Students are expected to master ideas and concepts that they will apply now and in the
future to be both educated consumers of psychopathology research and critical readers
of our diagnostic system. Students should also be able to apply what they learn in this
course to how they conceptualize individual clinical cases and to their own research.
Objectives for the course include an increased understanding of and the ability to
critically evaluate:
a. Definitions and diagnostic systems for adult psychological problems.
b. Descriptive psychopathology (e.g. phenomenology, epidemiology, risk factors,
and course of the disorder).
c. Theoretical models for the onset and maintenance etiology of adult psychological
problems.
d. Issues of diversity across gender, culture, and race as they pertain to adult
psychopathology.
e. The empirical literature on adult psychopathology.
II. Required Texts and Selected Readings
American Psychiatric Association (2000). Diagnostic and Statistical Manual of Mental
Disorders (4th Edition Text Revision). Washington, DC: American Psychiatric
Press, Inc. (ISBN 0-89042-061-0)
Adult Psychopathology
2
Maddux, J. E., & Winstead, B. A. (2005). Psychopathology: Foundations for a
contemporary understanding. Mahwah, NJ: Lawrence Earlbaum Associates,
Publishers. (ISBN 0-8058-4077-X)
(This is the first psychopathology textbook designed specifically for clinical psychology
graduate students. The beginning chapters lay the necessary groundwork on crucial
issues such as the definition of psychopathology, the influences of gender and culture,
and the utility of traditional psychiatric diagnosis. The remaining chapters provide indepth information about common psychological problems and disorders. The chapter
authors, who are active researchers in their respective areas of specialization, highlight
challenges to traditional assumptions and theories for the featured psychological
disorder).
Additional selected readings will be assigned for each topic area. These readings will
supplement the breath of the textbook readings with an in-depth look at recently
published reviews, chapters, meta-analyses, and studies in the literature. The selected
readings will include both theoretical papers and cutting-edge experimental
psychopathology studies. Additional readings for each topic will be made available to
students at least 1 week before the scheduled class meeting. If available, PDF copies
of readings will be emailed to students. Otherwise, a master copy of the readings will
be placed in 208 Dewey for students to photocopy.
III. Course Format
A combination of didactic lecture and seminar formats will be employed during our class
meetings. Accordingly, some of our class time will be devoted to informal lecture (with
questions and comments welcome) and some class time will consist of seminar
discussion. Each student will also have the opportunity to give a formal in-class
presentation, as described below.
IV. Class Participation and Attendance
The course, as a whole, will be interactive, and its success is dependent upon active
preparation, involvement, and discussion by the students. Given that a large portion of
this course will be taught in seminar format, students are expected to complete the
assigned readings and to come to class prepared to discuss them. Students will be
asked to respond to questions that have arisen from the readings. This is your
opportunity to share your reactions and thoughts about the readings. Students are
expected to attend all class meetings and to participate fully.

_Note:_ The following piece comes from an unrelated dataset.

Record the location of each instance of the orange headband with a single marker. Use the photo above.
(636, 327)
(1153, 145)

If a student must miss a class meeting due to an illness, emergency, or Departmentapproved travel; he or she should contact Dr. Rohan in advance. If a student misses a
class meeting, he or she should compose a reflection paper that demonstrates critical
thinking and integration across the various readings assigned for the missed class as
well as a discussion question (see below). Reflection papers should be no more than 3
double-spaced, typed pages in length, and submitted in hard copy to Dr. Rohan by no
later than the next class meeting. Extensions on assignments will be permitted only in
the case of a documented medical or family emergency with the period of extension
determined on a case-by-case basis.
Adult Psychopathology
3
V. Discussion Questions
Each student will write at least one thought-provoking discussion question based on the
readings in preparation for each class meeting. Discussion questions should integrate
across various readings for each week (or even across weeks). Each student should
email his or her discussion question to Dr. Rohan and to the rest of the class before
each class meeting.
VI. Examinations
There will be two examinations: a mid-term and a final. Both examinations will consist
of take-home essay questions. The questions will be distributed 1 week before the
exam answers are due. Students will have 1 week to compose short (i.e., no more than
5-6 double-spaced, typed pages using 12-point font for each question) responses to 2-3
essay questions covering the course content. Some questions will require thoughtful
integration across the various reading assignments and seminar discussions. The
exams are open-book, but must be completed alone. Each student should write his or
her student ID number (i.e., full 950#) on the back of the last page of the essays so that
exams can be evaluated blind to identity. The final exam will be cumulative. Submit a
hard copy of your answers, not an email attachment.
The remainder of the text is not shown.